Image: Chris Boshuizen, William Shatner, Audrey Powers and Glen de Vries are scheduled to launch Oct. 13, 2021. (Blue Origin / via AP)
Image: Chris Boshuizen, William Shatner, Audrey Powers and Glen de Vries are scheduled to launch Oct. 13, 2021. (Blue Origin / via AP)

During the flight, Shatner tweeted a quote from the 17th century physicist Isaac Newton: "I do not know what I may appear to the world, but to myself I seem to have been only like a boy playing on the seashore, diverting myself in now & then finding a smoother pebble or a prettier shell than ordinary, whilst the great ocean of truth lay all undiscovered before me."

The mission was delayed by nearly an hour as crews at the launch pad worked to ensure that the rocket was ready for flight. High winds at the Texas launch site had forced Blue Origin to push the expedition from its originally scheduled time earlier in the week.

In an interview last week on NBC’s “TODAY” show, Shatner spoke about his anticipation for the flight.

“I’m going to see the vastness of space and the extraordinary miracle of our Earth and how fragile it is compared to the forces at work in the universe — that’s really what I’m looking for," he said.

Shatner's trip was Blue Origin's second launch of an all-civilian crew.
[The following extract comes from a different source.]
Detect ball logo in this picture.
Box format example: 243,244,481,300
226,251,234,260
The company's inaugural flight in July was a high-profile and high-stakes event, with Bezos, his brother and two other passengers onboard.

The New Shepard rocket and capsule are designed for suborbital jaunts, which don't actually enter into orbit around Earth but rather fly to the edge of space, at an altitude of more than 65 miles, where passengers can experience around four minutes of weightlessness.

Wednesday's flight launched from a site in west Texas, southeast of El Paso. After liftoff, the rocket accelerated toward space at three times the speed of sound. At about 250,000 feet, the New Shepard capsule separated, taking Shatner and his fellow crew members to the edge of space.

After reaching a peak altitude of 351,000 feet, the craft descended under parachutes and landed again in the Texas desert.

Shatner's expedition was the latest in what has been a recent flurry of space tourism flights. Nine days before Bezos flew to the edge of space, British billionaire Richard Branson completed his own suborbital joyride, riding aboard a rocket-powered vehicle developed by his own space tourism company, Virgin Galactic.

Neither Blue Origin nor Virgin Galactic have announced final pricing for their suborbital flights. Tickets are expected to cost several hundreds of thousands of dollars.

In addition to trips to the edge of space, people with deep pockets may soon be able to pay for orbital experiences and longer stays in microgravity.

Last month, SpaceX, the spaceflight company founded by billionaire Elon Musk, launched four private passengers into orbit around Earth on a three-day expedition. That flight made history as the first orbital launch with an all-civilian crew.

SpaceX is also preparing to launch three private passengers, who each paid $55 million, to the International Space Station early next year.